PIOTR ILITCH TCHAÏKOVSKI : Né à Votkinsk le 7 mai 1840, mort à Saint-Pétersbourg le 6 novembre 1893
La Belle au bois dormant, l’un des huit Contes de ma Mère l'Oye (1697) de Charles Perrault, a séduit l'imaginaire de douzaines de compositeurs, qu’on pense aux opéras de Humperdinck et de Respighi, aux cantates de Reinecke et de Raff, aux ballets de Henze et de Hérold, aux mélodies de Borodine et de Debussy ou à une musique de film de Poulenc, parmi bien d’autres. Mais la partition de Tchaïkovski les surpasse toutes, en ce qu’elle saisit parfaitement toute la beauté, la magie et le charme du conte de Perrault. Tchaïkovski lui-même la considérait d’ailleurs comme l'une de ses œuvres les plus réussies. Stravinski était du même avis, à une époque (début 20e siècle) où les mélomanes « sérieux » dédaignaient généralement Tchaïkovski. Depuis sa première représentation le 15 janvier 1890, au Théâtre Mariinsky de Saint-Pétersbourg, La Belle au bois dormant n’a jamais quitté le répertoire et demeure l'un des quelque cinq ou six ballets complets les plus aimés.

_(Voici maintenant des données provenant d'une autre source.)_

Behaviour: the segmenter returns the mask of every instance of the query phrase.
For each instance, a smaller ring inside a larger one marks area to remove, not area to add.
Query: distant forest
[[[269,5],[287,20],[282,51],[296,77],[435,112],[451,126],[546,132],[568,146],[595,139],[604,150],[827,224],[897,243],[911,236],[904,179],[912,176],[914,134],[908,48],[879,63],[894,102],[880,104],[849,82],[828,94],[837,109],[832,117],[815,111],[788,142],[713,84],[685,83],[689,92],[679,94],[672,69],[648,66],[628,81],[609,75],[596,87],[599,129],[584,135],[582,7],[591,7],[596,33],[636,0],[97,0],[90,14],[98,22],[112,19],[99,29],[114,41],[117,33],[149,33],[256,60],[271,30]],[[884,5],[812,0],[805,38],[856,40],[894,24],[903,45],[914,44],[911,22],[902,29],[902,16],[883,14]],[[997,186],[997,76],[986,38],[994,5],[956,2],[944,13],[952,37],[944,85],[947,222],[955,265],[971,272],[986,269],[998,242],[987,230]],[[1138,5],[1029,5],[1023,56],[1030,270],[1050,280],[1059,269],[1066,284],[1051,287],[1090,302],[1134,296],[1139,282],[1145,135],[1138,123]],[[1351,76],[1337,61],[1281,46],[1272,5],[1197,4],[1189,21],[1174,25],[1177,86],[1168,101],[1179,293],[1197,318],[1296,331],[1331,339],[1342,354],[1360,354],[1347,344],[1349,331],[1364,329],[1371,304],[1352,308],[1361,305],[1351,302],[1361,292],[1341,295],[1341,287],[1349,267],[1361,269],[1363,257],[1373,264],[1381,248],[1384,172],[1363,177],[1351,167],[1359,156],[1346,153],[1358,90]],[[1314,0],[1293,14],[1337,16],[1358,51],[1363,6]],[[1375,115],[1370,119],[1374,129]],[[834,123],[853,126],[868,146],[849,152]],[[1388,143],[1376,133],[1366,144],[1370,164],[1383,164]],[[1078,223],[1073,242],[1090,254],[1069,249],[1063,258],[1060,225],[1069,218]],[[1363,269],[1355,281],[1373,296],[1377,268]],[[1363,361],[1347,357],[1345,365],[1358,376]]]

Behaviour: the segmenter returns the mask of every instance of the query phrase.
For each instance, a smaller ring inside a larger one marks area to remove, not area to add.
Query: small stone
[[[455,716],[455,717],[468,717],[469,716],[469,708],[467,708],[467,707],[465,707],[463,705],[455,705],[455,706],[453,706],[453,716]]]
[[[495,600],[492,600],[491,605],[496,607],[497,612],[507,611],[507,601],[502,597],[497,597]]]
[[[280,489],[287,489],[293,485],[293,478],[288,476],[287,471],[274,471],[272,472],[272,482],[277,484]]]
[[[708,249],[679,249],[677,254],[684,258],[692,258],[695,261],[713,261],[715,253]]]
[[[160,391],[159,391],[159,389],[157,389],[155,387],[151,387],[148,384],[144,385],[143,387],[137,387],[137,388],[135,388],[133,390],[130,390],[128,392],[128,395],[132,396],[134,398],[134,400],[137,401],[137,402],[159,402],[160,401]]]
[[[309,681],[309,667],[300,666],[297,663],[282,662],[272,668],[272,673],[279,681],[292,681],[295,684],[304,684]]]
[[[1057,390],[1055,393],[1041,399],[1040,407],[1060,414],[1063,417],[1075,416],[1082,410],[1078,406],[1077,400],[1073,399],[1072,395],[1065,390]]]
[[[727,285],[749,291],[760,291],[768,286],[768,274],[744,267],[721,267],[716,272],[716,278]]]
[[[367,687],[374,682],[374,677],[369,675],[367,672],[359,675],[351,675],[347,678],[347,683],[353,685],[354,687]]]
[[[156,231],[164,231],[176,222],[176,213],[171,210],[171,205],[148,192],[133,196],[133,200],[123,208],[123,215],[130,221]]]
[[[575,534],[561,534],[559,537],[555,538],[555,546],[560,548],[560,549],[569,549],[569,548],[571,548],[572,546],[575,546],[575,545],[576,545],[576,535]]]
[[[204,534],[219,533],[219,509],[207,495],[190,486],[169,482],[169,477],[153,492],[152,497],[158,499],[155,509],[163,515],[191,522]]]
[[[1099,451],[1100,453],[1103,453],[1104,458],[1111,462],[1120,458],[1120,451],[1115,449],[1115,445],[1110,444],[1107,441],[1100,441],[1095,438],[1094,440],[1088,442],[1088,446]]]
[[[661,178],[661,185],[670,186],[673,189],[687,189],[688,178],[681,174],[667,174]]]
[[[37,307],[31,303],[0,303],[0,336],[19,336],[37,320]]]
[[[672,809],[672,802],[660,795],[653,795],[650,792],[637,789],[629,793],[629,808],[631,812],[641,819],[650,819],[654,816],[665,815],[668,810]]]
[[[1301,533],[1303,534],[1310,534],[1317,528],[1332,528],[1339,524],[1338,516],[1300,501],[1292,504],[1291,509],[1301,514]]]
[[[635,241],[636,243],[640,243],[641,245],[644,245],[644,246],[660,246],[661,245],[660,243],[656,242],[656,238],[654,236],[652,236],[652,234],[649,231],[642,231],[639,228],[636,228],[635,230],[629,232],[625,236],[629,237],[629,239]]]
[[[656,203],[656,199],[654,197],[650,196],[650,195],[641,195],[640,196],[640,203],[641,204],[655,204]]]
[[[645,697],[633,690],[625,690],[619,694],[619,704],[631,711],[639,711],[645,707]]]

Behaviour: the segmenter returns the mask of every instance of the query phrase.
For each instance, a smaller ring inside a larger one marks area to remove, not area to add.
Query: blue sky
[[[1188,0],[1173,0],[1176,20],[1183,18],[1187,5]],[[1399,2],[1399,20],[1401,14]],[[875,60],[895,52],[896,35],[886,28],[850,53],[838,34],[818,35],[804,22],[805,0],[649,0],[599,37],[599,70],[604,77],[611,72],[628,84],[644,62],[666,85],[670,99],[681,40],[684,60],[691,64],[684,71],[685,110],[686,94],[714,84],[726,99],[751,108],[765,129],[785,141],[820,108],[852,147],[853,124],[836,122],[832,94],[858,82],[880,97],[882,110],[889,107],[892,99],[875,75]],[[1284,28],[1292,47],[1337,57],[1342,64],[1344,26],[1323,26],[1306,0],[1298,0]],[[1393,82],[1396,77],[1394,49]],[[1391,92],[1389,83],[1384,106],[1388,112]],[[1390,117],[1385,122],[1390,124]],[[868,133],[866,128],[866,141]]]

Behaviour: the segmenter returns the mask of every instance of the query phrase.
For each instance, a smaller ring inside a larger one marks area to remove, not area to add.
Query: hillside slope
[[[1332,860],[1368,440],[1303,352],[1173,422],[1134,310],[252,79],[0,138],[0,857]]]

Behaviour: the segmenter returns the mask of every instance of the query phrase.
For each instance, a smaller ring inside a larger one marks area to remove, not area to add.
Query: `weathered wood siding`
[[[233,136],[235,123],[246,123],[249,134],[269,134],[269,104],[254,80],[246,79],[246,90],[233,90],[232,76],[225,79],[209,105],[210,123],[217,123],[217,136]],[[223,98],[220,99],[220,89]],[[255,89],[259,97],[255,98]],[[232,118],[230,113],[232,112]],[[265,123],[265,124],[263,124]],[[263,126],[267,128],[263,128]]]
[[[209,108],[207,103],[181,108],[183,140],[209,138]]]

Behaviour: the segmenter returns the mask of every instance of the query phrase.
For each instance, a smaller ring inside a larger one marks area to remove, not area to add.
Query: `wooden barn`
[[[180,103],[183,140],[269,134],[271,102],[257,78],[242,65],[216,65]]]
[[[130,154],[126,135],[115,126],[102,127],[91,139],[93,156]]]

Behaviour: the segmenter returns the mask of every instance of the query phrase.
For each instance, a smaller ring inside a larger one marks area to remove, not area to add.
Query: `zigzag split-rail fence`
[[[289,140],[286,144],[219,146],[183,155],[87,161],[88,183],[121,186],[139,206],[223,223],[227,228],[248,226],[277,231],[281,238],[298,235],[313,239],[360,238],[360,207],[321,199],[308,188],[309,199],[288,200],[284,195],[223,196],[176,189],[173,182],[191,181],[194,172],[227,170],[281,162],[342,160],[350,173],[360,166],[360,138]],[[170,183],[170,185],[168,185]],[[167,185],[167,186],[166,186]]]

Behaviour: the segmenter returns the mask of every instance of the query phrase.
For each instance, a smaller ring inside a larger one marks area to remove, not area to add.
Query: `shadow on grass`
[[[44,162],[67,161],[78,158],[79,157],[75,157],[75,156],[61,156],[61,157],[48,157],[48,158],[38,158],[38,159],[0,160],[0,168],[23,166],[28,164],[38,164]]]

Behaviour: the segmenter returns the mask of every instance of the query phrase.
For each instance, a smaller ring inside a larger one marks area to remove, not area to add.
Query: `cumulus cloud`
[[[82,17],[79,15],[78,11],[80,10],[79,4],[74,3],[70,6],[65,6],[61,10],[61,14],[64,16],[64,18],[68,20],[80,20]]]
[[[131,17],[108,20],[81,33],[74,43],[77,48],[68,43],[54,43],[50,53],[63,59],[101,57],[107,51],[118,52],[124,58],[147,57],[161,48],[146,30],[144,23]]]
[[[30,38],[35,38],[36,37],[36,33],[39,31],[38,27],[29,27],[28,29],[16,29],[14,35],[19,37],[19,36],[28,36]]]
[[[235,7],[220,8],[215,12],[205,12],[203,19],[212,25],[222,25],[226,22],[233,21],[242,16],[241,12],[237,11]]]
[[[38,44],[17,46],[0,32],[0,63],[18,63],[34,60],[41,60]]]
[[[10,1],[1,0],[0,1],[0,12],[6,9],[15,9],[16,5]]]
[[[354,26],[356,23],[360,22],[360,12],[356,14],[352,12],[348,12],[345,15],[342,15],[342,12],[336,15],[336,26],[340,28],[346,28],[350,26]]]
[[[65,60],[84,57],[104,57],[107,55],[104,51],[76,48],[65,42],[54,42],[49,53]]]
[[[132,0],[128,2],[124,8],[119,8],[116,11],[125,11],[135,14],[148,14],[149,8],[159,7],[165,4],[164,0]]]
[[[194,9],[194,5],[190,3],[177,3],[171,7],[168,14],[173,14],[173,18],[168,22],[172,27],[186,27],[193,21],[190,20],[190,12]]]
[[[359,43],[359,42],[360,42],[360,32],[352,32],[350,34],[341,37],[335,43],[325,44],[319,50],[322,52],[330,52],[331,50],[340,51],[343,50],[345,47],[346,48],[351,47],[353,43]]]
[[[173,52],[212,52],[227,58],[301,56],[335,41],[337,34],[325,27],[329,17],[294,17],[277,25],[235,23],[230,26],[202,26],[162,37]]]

Selon le biographe John Warrack, « Tchaïkovski était, contrairement à tout autre compositeur de sa génération, parfaitement capable de faire d'un conte de fées pour enfants un chef-d'œuvre de théâtre musical dansé. Ses origines et son éducation lui avaient inculqué l’amour des contes français, qu'il associait à son enfance heureuse et à sa mère adorée. Plus tard, il se réfugiait dans ces souvenirs heureux pour s’évader de sa douloureuse existence, lui qui était si seul et si misérable. »
On peut qualifier de « symphonique » la musique de La Belle au bois dormant dans la mesure où, contrairement à la plupart des autres partitions de ballet du 19e siècle, elle possède une unité interne et organique issue de l'emploi de motifs principaux et d’une structure précise mais souple (par opposition à une succession de courtes pièces sans lien entre elles). Selon Warrack, « aucune de ses partitions ne possède plus remarquable flux de thèmes brillants, attrayants et mémorables, mais celle-ci y parvient en raison de la solidité de la structure ».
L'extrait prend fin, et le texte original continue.